Selon Mary Ellen O’Connell, vice-président de l’American Society of International Law, l’emploi de drones au Pakistan est même illicite : « Dans la plupart des attaques de drones, les Etats-Unis ciblent un seul individu mais beaucoup meurent, ce qui pose la question de savoir s’ils respectent l’immunité des civils et le principe de proportionnalité. Tuer à longue distance rend la décision plus facile. Au Pakistan ou au Yemen, les Etats-Unis emploient des drones hors des zones de conflits.».

Y a-t-il un pilote dans l’avion ?

Preuve en est, dans son dernier ouvrage, «Obama’s Wars», Bob Woodward, connu pour avoir révélé le scandale du Watergate, soutient fermement que les Américains ont ainsi conclu un accord avec le Pakistan pour mener des frappes massives au cœur des zones tribales. Le journaliste affirme que lors d’une rencontre entre l’ancien directeur de la CIA, Michael Hayden et le président Pakistanais, Asif Ali Zardari, ce dernier aurait déclaré : « Tuez les dirigeants. Les dommages collatéraux vous inquiètent, vous les Américains. Moi je ne m’en préoccupe pas ».

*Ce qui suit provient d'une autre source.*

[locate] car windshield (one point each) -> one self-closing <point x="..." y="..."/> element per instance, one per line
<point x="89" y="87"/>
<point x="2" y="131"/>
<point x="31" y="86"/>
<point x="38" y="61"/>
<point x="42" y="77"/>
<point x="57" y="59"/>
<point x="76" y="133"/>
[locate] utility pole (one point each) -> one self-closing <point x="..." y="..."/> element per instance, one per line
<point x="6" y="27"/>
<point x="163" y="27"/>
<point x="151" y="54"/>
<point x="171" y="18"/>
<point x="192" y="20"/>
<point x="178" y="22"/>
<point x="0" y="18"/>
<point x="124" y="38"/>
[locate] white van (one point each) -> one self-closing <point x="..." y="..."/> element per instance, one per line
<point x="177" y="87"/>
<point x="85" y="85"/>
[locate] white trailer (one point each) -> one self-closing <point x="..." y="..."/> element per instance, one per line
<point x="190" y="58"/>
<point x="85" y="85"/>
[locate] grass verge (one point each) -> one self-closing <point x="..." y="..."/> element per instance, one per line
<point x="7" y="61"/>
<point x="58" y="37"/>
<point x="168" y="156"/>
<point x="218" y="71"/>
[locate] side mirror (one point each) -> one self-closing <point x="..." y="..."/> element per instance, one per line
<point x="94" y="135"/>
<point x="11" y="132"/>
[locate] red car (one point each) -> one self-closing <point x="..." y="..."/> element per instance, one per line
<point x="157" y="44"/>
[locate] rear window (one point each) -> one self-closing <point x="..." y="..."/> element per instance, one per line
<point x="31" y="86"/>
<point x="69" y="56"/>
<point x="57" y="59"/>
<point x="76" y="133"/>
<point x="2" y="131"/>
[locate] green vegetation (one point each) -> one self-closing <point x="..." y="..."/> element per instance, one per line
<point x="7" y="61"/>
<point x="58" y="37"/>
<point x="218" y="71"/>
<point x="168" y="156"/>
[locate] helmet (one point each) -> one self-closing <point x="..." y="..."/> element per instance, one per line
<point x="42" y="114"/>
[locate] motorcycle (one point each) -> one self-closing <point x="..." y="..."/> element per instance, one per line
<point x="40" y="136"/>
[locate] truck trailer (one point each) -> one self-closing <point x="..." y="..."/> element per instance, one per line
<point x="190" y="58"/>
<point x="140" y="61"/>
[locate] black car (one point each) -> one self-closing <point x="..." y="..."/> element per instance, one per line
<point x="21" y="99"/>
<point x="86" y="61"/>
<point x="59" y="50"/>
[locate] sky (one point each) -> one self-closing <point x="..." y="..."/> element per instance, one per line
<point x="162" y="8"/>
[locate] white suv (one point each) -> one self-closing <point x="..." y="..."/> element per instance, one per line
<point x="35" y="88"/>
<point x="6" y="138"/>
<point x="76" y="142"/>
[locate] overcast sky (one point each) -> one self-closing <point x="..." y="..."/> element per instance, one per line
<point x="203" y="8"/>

Hayden aurait alors informé Zardari que « plusieurs Occidentaux, y compris certains détenteurs de passeport américain, avaient été tués cinq jours plus tôt dans le camp d’entraînement de Kam Sham dans la zone tribale du Nord Warziristan », écrit Woodward. « Mais la CIA n’a pas voulu révéler les détails en raison des implications au regard du droit américain ». « Une carte ultrasecrète de la CIA détaillant les attaques avait été transmise aux Pakistanais », écrit Woodward. « Mais elle omettait de mentionner le constat dérangeant de la mort d’américains... La CIA n’allait pas donner de précisions ».

Zéro mort, zéro bavure. L’arme idéale.